Unlike her best friend Jacoba, whose earliest memories included running amok in her parents’ home with a stethoscope made of string and a pair of purple safety scissors, June’s childhood dreams did not entail ending up as a surgeon in the busiest medical facility in the galaxy. While convincing her to speak about her childhood typically proved more challenging than pulling teeth from a snarling massiff, those closest to June knew that her earliest memories were ones filled with nature: impossibly tall pillars of pine swaying in an everlasting zephyr; rolling hills adorned with an emerald carpet of clover and jewel toned flowers, the vibrancy of their exotic petals possible thanks to the extended daylight hours that only Wild Space was privileged. Acting as the apex to her childhood oasis, and perched at the end of a winding path of uniquely red clay, was a small log home; its stone chimney mercilessly emitting delicate puffs of fragrant smoke toward an impossibly large sky, and the hand-knotted hammock chair hanging from the rafters on the porch, swayed in time with the trees. It was a dichotomously sheltered yet wild upbringing, full of innocent and simple dreams; hopes and desires and plans that reached only the stars of Wild Space.
Back then, June was naught but a tiny mind, desperately hopeful to gain only that of which she was knew: a cozy home nestled between protective mountains, an overflowing rain barrel infinitely teeming with signs of micro-life, a bustling market of familiar faces, a treehouse on the edge of a forest too full of exotic flora and fauna for her to wander unsupervised, a soft blanket for a picnic, a spike to impale one of her favourite mini sausages and a roaring fire into which she could roast it…
Now, long-estranged from her family and far away from that place both geographically and mentally, life looked a lot different for Dr. Juniper Kiore. Robbed long ago of that blissful childhood naivety, she was now a hard working young woman of twenty-three with no plans to return to the home world she still deemed the galaxy’s hidden corner of paradise.

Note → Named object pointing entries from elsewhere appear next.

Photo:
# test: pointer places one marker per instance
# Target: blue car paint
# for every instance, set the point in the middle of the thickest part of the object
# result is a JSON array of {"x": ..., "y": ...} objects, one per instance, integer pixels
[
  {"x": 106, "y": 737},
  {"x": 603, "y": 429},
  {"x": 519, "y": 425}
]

As another shiver rolled down her spine, she cast a quick glance toward the accompanying desk in that shared office; the clutter and detritus Jacoba was notorious for deserting atop that otherwise identical desktop patiently awaited its owner to arrive for her shift and plunk her purse down amidst the fray. X-Ray films from the hectivity of yesterday still clung to the backlit display board on the wall, the series of luminous images depicting a grotesquely cracked skull and the adjacent cranial hemorrhage, and a femur shattered beyond recognition.
Interpreting the permission of that first yawn as authorization to open the floodgates, June’s cheeks quickly expanded under the duress of a second yawn barely seconds after recovering from the first, forcing her eyes closed again. With an indecorous grunt, she cracked each of her cold knuckles, relishing in the way that discomfort pulled her farther out of the stupor of fatigue before she turned to retrieve the caf mug perched beside her keyboard.

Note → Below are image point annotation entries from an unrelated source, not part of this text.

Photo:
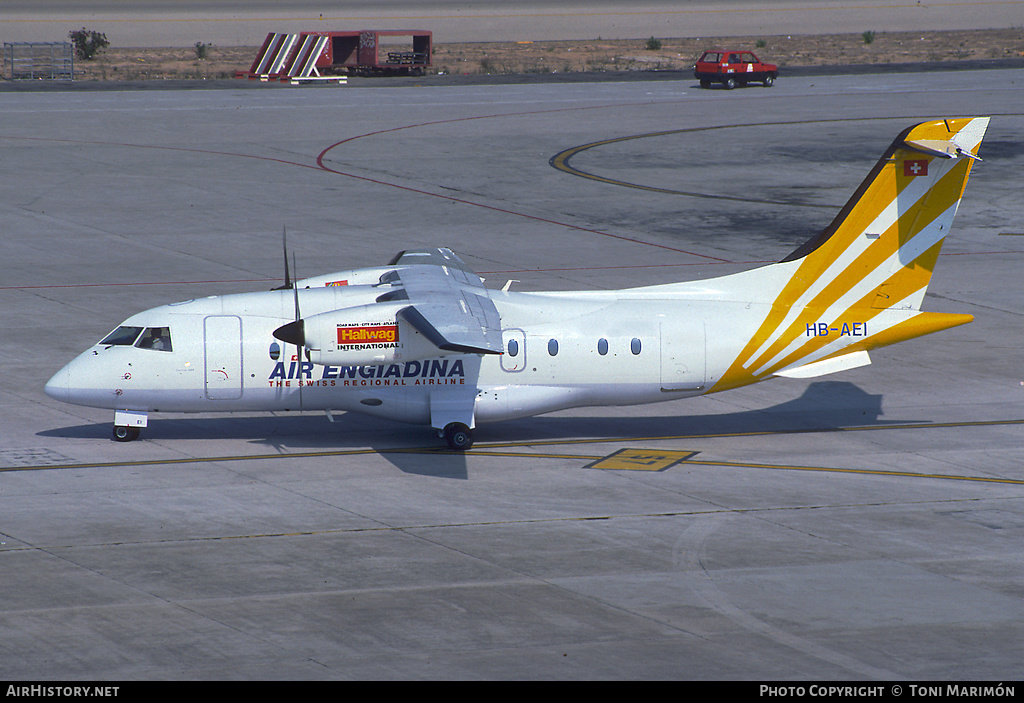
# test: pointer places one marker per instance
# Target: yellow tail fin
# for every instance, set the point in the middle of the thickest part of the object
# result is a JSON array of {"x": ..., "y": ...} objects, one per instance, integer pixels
[{"x": 860, "y": 283}]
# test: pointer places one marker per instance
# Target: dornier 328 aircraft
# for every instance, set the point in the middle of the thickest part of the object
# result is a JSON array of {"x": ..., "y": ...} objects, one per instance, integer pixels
[{"x": 423, "y": 341}]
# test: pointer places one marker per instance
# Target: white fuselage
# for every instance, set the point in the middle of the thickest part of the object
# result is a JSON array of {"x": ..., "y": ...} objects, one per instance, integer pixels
[{"x": 561, "y": 350}]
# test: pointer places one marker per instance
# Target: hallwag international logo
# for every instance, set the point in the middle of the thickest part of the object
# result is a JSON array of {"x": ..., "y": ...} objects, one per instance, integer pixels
[{"x": 368, "y": 334}]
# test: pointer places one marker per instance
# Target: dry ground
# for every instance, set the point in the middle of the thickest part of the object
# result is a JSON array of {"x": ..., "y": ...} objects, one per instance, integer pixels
[{"x": 564, "y": 56}]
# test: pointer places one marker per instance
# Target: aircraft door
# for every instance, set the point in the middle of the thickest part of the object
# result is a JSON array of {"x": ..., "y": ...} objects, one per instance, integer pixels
[
  {"x": 684, "y": 359},
  {"x": 514, "y": 358},
  {"x": 222, "y": 345}
]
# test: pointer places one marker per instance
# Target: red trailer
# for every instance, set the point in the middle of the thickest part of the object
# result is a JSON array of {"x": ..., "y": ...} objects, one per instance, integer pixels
[
  {"x": 379, "y": 51},
  {"x": 309, "y": 55}
]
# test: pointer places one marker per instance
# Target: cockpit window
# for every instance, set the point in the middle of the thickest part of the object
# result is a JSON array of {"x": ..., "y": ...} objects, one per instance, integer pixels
[
  {"x": 156, "y": 338},
  {"x": 122, "y": 336}
]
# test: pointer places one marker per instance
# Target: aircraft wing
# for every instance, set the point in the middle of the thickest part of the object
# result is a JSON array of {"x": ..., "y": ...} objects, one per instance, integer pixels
[{"x": 449, "y": 304}]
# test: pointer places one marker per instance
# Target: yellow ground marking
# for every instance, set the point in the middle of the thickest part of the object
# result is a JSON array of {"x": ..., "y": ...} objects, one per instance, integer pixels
[{"x": 642, "y": 459}]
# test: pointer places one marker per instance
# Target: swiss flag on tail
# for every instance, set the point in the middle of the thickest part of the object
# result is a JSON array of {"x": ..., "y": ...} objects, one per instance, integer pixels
[{"x": 915, "y": 167}]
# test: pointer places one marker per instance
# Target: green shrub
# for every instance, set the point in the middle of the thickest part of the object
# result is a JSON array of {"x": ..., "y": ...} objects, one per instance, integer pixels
[{"x": 87, "y": 43}]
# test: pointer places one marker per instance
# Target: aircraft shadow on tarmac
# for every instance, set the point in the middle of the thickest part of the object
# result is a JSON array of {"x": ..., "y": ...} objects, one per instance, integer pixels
[{"x": 823, "y": 406}]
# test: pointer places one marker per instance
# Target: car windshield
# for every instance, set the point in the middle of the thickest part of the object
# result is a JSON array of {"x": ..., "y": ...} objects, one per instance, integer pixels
[{"x": 123, "y": 336}]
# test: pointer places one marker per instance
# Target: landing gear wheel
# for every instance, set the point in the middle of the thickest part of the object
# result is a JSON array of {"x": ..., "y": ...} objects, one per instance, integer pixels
[
  {"x": 458, "y": 436},
  {"x": 125, "y": 434}
]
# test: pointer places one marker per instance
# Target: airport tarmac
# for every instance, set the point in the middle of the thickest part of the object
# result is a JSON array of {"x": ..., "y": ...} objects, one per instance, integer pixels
[
  {"x": 861, "y": 526},
  {"x": 235, "y": 23}
]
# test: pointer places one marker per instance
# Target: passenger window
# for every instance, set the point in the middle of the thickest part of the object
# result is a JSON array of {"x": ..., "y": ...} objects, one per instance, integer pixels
[
  {"x": 122, "y": 337},
  {"x": 156, "y": 338}
]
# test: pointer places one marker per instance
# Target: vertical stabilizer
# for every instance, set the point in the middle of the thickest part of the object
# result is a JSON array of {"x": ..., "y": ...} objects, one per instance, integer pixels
[{"x": 860, "y": 283}]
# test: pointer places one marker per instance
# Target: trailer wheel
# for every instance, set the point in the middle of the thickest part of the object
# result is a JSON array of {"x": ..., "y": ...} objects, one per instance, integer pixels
[{"x": 125, "y": 434}]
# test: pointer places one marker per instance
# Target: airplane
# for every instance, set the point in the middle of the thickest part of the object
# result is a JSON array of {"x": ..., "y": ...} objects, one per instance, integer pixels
[{"x": 423, "y": 341}]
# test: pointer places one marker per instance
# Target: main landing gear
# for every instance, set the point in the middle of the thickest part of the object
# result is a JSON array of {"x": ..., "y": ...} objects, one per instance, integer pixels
[{"x": 458, "y": 436}]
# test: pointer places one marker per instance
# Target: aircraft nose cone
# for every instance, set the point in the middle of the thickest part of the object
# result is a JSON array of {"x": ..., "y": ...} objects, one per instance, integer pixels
[{"x": 57, "y": 386}]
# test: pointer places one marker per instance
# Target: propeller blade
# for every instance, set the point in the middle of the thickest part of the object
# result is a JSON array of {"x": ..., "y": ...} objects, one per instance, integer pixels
[{"x": 288, "y": 274}]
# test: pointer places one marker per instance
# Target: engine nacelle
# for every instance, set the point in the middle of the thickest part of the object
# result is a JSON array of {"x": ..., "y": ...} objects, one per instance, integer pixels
[{"x": 365, "y": 335}]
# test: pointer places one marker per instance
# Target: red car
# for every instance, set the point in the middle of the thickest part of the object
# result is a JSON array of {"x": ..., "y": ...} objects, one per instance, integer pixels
[{"x": 732, "y": 69}]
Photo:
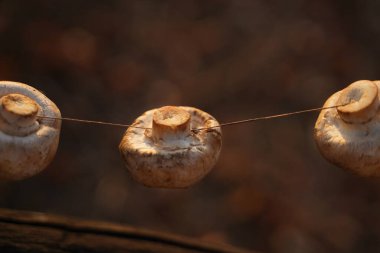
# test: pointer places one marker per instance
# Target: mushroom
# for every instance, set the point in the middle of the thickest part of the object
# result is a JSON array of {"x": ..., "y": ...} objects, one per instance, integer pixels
[
  {"x": 28, "y": 143},
  {"x": 349, "y": 135},
  {"x": 162, "y": 149}
]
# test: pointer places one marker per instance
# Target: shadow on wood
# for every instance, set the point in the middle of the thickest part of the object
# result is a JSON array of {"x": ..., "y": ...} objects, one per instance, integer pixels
[{"x": 31, "y": 232}]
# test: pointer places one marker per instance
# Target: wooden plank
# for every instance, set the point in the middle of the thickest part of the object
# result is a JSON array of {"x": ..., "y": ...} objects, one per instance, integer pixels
[{"x": 31, "y": 232}]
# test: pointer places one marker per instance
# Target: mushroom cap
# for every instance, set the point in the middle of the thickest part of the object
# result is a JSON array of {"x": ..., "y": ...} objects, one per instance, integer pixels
[
  {"x": 24, "y": 154},
  {"x": 178, "y": 159},
  {"x": 349, "y": 145}
]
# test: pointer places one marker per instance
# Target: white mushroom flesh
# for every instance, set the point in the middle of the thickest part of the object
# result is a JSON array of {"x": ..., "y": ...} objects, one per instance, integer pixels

“Bleh…” she grumbled instantly, lips flattening in disgust as she swirled the anaemic dregs around the bottom of the ceramic cup. There were unmistakable signs of the milk beginning to coagulate, collecting around the sides of the purple dish with each twirl of the wrist. ‘Isn’t this the mug I grabbed at lunch?’ she asked herself, eyes unfocussing under knitted brows as she struggled to piece together the hurried two minutes in which she’d dashed to the staff room for caffeine some half dozen hours ago. ‘Or maybe this is the caf from last night, and that’s the caf from today?’

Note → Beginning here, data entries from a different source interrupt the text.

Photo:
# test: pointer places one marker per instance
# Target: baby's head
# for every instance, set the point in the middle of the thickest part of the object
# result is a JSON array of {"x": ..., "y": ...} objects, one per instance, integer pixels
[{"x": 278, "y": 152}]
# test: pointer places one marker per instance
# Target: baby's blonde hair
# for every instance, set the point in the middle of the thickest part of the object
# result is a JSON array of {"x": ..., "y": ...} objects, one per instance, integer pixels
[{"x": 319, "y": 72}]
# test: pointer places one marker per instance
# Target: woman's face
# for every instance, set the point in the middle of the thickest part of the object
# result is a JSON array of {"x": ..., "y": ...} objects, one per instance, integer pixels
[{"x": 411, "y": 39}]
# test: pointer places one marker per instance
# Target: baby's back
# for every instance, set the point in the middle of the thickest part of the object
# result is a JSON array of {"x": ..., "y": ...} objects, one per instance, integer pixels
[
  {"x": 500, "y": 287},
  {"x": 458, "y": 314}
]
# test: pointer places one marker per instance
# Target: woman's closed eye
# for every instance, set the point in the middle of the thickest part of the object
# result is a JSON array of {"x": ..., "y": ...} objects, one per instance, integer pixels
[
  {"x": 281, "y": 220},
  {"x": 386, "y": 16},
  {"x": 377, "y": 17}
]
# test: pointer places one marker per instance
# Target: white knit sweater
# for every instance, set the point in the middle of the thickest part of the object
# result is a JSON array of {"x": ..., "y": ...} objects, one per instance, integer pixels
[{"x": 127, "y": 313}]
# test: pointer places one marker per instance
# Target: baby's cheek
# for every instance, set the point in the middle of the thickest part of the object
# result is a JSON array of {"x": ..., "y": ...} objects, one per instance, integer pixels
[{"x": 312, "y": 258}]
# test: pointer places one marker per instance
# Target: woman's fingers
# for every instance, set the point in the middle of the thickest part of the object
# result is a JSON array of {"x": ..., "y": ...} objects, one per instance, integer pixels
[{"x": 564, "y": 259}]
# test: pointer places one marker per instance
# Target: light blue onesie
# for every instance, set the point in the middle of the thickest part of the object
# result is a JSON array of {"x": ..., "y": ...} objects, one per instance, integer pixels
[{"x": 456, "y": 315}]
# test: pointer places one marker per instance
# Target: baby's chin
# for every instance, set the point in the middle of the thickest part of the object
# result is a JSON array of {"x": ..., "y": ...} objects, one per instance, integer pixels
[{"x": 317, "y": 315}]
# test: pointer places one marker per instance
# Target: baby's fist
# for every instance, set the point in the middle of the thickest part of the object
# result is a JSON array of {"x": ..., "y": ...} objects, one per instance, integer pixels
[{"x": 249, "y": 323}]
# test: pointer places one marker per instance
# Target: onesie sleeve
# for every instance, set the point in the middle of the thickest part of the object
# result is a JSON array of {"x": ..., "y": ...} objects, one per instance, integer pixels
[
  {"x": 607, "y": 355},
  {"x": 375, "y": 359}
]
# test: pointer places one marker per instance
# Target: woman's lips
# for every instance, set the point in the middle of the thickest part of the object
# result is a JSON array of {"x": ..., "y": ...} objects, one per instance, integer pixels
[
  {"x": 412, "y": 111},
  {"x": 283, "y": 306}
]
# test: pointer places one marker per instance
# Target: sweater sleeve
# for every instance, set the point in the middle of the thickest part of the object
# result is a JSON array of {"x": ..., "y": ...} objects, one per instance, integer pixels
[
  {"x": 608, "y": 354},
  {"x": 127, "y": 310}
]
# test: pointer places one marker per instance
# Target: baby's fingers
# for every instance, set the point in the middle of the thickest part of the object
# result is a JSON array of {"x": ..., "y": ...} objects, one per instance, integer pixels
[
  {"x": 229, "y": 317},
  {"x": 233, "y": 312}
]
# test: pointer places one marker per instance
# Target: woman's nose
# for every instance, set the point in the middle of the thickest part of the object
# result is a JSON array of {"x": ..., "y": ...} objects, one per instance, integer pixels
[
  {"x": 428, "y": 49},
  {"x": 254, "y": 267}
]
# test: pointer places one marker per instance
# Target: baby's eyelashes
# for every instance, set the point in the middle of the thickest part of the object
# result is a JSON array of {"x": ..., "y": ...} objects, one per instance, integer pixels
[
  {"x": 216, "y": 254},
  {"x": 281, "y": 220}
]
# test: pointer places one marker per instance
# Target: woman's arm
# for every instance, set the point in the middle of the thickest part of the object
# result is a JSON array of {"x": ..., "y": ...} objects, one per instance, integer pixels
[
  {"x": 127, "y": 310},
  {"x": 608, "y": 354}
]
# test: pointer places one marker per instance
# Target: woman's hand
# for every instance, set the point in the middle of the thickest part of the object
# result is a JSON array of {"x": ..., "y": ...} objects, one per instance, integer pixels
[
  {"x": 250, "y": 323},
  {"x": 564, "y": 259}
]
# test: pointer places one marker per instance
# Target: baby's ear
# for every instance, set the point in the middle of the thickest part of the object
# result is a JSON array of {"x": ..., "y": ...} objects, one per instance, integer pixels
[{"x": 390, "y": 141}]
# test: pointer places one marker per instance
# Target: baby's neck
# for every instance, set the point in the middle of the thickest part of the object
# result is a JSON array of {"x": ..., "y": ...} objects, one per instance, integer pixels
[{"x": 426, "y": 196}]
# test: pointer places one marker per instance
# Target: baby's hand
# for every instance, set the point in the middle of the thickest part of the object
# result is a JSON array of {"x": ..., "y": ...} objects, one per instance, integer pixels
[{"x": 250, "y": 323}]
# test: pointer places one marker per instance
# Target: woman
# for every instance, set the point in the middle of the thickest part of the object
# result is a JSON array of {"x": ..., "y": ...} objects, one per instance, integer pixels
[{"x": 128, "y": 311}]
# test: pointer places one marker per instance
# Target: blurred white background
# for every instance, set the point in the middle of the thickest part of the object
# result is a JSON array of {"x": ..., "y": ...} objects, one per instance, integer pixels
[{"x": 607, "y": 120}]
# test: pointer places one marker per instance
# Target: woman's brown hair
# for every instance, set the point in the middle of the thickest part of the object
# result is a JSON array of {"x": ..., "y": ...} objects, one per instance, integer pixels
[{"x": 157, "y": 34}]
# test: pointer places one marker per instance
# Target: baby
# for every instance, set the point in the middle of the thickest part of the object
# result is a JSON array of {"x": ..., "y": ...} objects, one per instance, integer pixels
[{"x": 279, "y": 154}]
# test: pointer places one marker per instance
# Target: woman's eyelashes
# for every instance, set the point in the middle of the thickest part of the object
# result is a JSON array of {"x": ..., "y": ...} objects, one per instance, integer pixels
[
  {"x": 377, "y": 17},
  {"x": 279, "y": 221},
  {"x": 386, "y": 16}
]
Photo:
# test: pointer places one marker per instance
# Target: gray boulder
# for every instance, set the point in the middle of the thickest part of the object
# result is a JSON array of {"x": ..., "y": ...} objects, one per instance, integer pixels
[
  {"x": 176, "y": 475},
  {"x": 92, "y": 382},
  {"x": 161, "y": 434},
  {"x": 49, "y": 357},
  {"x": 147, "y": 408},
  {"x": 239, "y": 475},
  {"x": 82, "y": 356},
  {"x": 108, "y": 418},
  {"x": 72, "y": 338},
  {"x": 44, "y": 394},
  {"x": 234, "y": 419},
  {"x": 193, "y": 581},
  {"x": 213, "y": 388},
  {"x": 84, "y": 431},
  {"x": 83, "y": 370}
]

Her gaze fell upon a second mug sitting daintily beside the potted plant only inches from her right hand, identical to the first in every way with the exception of a small chip along the rim, stained with a lip gloss that she was sure she hadn’t bothered to put on in several rotations.
She traded one for the other, repeating the swirling motions and watching the minute dash of milk collect in the centrifuge of dark liquid. Bringing the chipped rim to her nose, she took a gentle sniff.
“June—”
Every cell in her body, every hair on her skin, collectively seized in alarm, shoulders jerking upwards in a startled spasm while a sharp gasp slapped against the back of her throat. That panic only intensified as, what could only be described as a miniature tidal wave of the stale beige caf, cascaded over the rim of that chipped purple mug and landed with a splat on her left knee.
“Maker, you scared the shit out of me,” she gasped, pressing a hand over her pounding heart and stowing the cup heavily back onto the desk.
“Sorry.” Challa snorted from his casual lean in the threshold, arms folded over his chest. “When is Jac coming in?” he asked, gesturing with a small nod to the empty desk chair on June’s left side.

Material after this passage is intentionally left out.